In other words, they are anti-Semites.

Besides the egregious presence of Freeman, Mearsheimer and Walt, Glick complained about Prof. Andrew Bacevich from Boston University and Prof. Michael Desch from Notre Dame. “Both men have made public statements claiming that Israel controls US foreign policy to the detriment of American interests.” As usual with the Glicks of the world, no need to provide any arguments.

For Glick, this was nothing less than a conference of “anti-Semitic crackpots” reminiscent of one of the prime Jewish bogeymen from American history, Charles Lindbergh:

Through his coalition, Lindbergh and his colleagues prevented the US from challenging the Nazis throughout the 1930s and blocked US entry into World War II for more than two years.

Make no mistake about it, the Trump candidacy is anathema to neocons and the rest of the Israel Lobby. Even though Trump has made positive statements about the U.S. alliance with Israel and has a number of prominent Jews involved in his campaign, his views on foreign policy are obviously much more in tune with the Koch Institute conference than with neocon orthodoxy. Critically, as I noted elsewhere, “Trump has given no indication that he would appoint any neocons to his administration. And, unlike George W. Bush, Trump is not a babe in the woods, ready to be dominated by a coterie of neocons. This would mean that the neocons would be deprived of their primary power base, with no choice but to defect to the Democrats (whence they came).”
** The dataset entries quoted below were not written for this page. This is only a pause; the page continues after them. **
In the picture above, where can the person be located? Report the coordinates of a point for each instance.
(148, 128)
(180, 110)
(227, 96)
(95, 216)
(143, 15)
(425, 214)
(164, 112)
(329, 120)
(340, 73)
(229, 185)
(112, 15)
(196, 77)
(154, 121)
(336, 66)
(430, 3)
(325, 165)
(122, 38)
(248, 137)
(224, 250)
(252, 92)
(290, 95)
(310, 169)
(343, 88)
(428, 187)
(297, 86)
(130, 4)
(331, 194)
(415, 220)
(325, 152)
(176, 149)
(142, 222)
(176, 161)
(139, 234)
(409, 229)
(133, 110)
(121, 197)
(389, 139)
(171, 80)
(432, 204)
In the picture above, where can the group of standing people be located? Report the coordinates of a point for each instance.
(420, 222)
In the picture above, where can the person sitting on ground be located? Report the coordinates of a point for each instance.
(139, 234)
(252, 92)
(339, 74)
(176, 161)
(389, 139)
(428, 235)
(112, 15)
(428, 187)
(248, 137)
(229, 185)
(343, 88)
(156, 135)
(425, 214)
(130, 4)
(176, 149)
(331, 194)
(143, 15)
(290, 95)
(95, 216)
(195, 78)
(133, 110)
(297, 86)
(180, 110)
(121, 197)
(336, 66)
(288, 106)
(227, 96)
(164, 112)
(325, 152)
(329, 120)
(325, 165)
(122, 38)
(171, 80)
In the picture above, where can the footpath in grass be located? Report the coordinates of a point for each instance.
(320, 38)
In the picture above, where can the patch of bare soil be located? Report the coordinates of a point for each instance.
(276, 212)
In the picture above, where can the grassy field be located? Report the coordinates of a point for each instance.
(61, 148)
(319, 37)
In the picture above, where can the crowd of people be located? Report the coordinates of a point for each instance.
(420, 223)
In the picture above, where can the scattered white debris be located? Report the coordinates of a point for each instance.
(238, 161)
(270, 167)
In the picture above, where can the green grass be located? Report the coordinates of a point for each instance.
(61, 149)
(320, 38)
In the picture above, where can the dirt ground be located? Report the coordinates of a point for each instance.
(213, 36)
So this is Armageddon for the neocons. They will continue to fight until the bitter end.

But the good news is that we can look forward to a Trump administration with Mearsheimer or Walt as Secretary of State, or at least, along with Freeman, in important foreign policy positions. I can dream, can’t I?
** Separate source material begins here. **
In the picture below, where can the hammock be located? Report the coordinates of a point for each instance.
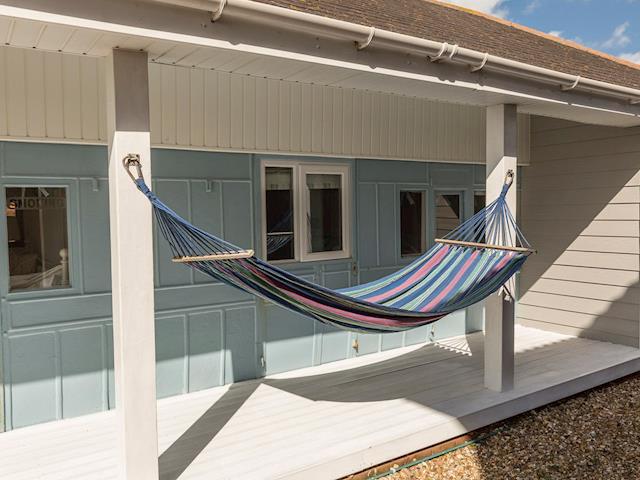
(465, 267)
[1] The neocon flavor of this group is obvious: “The composition and conduct of this latest CNAS study are precisely what one expects, as are its conclusions. The co-chairs were former Clinton-era State Department official James Rubin and the ubiquitous neoconservative pundit Robert Kagan. The team members included boldface foreign-policy names such as Michele Flournoy, Robert Zoellick, Kurt Campbell, Stephen Hadley, James Steinberg, Eric Edelman, and a number of others. The witnesses invited to testify at the group’s working dinners were equally unsurprising: Stephen Sestanovich, Elliot Abrams, Dennis Ross, Victoria Nuland, Martin Indyk, and a few more familiar faces. The only potentially contrarian witnesses were Ian Bremmer of the Eurasia Group and Vali Nasr of John Hopkins’ School of Advanced International Studies, but even they are hardly outside the mainstream.”